Nanosecond fs timestamp support: sad

Matt Mackall

unread,

Jul 21, 2011, 2:10:02 PM7/21/11

to

So it turns out that the resolution on filesystem timestamps is tied to
HZ rather than gettimeofday or similar, which means the resolution
improvement over seconds is.. not much. And not nearly as much as
advertised!

This means I can touch a file something like 70k times per second and
get only 300 distinct timestamps on my laptop. And only 100 distinct
timestamps on a typical distro server kernel.
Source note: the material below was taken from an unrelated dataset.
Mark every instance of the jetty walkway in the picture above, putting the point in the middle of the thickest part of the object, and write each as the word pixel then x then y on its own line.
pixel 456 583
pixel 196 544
Meanwhile, I can call gettimeofday 35M times per second and get ~1M
distinct responses.

Given that we can do gettimeofday three orders of magnitude faster than
we can do file transactions and it has four orders of magnitude better
resolution, shouldn't we be using it for filesystem time when
sb->s_time_gran is less than 1/HZ?

--
Mathematics is the supreme nostalgia of our time.

--
To unsubscribe from this list: send the line "unsubscribe linux-kernel" in
the body of a message to majo...@vger.kernel.org
More majordomo info at http://vger.kernel.org/majordomo-info.html
Please read the FAQ at http://www.tux.org/lkml/

Andi Kleen

unread,

Jul 22, 2011, 2:10:01 AM7/22/11

to

Matt Mackall <m...@selenic.com> writes:

> This means I can touch a file something like 70k times per second and
> get only 300 distinct timestamps on my laptop. And only 100 distinct
> timestamps on a typical distro server kernel.

You should use the inode generation number if you really want
to see every update.

> Meanwhile, I can call gettimeofday 35M times per second and get ~1M
> distinct responses.

They key word here is "I".

> Given that we can do gettimeofday three orders of magnitude faster than
> we can do file transactions and it has four orders of magnitude better
> resolution, shouldn't we be using it for filesystem time when
> sb->s_time_gran is less than 1/HZ?

Some systems have a quite slow gettimeofday()
That was the primary motivation for using jiffies.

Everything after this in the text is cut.